Heh, if any of u contractors or crews need help doing residentials up here please hit me up asap. I know it's snowed a bunch lately and is going to be really tough this weekend. I'm in town now and have several shuvels and also a partner to boot. So I'm offering my services for the next several days. I'd like to get paid at least $20-25/hr as this is brutally cold now here and this is hard work. Thank u in advance for the consideration!


----------



## oldschoo (Jan 12, 2007)

*No longer available*

I'm back in Indy now so I'm no longer available in G.R. Blizzard was too much for me to want to deal with at this time.


----------



## Mick (May 19, 2001)

I've been following your threads. I'm curious how it worked out for you going to Grand Rapids. Did you get any work? Did you make expenses? Any advice for anyone else wanting to try "following the snow"?


----------



## lawnmasters2006 (Sep 19, 2006)

BETTER STAY AT HOME INDY BOY...MICHIGAN WEATHER AINT NO JOKE....

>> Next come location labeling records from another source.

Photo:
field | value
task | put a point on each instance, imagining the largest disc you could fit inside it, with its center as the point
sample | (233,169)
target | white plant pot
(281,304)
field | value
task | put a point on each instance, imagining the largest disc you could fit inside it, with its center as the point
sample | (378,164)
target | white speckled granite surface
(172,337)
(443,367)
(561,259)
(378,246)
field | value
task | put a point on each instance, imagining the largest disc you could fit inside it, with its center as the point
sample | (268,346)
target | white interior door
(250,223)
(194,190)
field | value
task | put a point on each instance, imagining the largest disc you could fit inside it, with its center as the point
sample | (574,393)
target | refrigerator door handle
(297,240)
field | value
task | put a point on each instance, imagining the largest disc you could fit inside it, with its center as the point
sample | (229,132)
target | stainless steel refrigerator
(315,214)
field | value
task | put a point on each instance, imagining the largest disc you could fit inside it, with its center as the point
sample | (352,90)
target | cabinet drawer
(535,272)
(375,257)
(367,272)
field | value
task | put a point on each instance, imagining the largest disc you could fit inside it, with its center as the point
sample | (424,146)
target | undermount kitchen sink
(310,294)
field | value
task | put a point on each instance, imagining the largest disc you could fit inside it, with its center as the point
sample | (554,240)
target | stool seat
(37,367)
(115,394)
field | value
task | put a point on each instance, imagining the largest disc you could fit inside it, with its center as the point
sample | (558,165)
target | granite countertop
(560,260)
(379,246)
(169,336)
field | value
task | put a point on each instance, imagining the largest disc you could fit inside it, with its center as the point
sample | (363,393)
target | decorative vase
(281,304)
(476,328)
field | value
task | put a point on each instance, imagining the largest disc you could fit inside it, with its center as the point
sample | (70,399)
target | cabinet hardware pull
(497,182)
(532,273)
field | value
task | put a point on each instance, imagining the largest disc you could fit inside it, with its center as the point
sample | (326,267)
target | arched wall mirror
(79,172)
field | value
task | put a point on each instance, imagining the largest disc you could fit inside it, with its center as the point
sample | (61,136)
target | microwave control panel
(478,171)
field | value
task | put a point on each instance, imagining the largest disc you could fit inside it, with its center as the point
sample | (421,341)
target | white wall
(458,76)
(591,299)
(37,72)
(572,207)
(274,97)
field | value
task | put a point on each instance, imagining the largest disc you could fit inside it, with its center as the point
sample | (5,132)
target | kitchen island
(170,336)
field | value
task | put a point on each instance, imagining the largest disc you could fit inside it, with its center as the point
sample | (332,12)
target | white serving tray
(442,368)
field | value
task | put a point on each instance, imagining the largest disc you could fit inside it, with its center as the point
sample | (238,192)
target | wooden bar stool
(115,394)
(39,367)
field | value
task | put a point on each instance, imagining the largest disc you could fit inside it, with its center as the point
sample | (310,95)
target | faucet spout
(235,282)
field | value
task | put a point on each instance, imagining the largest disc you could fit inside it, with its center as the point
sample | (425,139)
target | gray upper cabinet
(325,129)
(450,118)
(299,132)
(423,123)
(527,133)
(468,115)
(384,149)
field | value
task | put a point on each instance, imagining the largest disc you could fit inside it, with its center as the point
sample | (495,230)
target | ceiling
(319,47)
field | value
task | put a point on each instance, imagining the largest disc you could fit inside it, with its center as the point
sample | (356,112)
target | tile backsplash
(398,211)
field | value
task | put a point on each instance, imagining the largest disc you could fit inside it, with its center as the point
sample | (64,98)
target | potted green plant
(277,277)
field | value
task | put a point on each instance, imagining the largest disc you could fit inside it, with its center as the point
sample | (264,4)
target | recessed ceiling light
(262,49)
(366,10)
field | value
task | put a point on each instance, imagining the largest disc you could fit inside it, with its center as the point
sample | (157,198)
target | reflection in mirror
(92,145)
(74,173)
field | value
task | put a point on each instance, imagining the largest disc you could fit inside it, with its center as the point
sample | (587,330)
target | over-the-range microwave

ITS NICE OUT...WISH I HAD MORE TIME TO SNOWMOBILE ...TO BUSY MAKING ...payup


----------



## oldschoo (Jan 12, 2007)

*Michigan weather.*

Michigan weather is no joke, that's right. Seems like someone with a plow would do a lot better and get more work than somoene with a shuvel or even blower. I wanted to visit Grand Rapids too and check out the Ford museum and stuff but the blizzard was even too bad for that! Maybe I'd go to Dayton or something closer, but GR is just too far to drive and take the risk. $110 or more in expenses. Oh well. NOthing ventured nothing gained. Like I'd said, if I woulda had one of u guys with me or one of my buddies instead of my gf then things coulda been different. But blizzards are nothing to play around with! I've got too much going for me to mess it up by freezing to death. But anyway...HOW BOUT THEM COLTS!!!!!!


----------



## slongfellowii (Dec 29, 2004)

It was no fun this morning. Snowblowing walks, -6 to -10. Only thing good was that the wind didn't pick up until daybreak.


----------



## Rcgm (Dec 17, 2000)

About the same weather here.Oldschool will be freezing again tomorrow blowing walks here in Indy 



RCGM
Brad


----------



## KINNCO (Jan 19, 2007)

If I where to go anywhere that began with the letter "D" it would be......Daytona Baby !


----------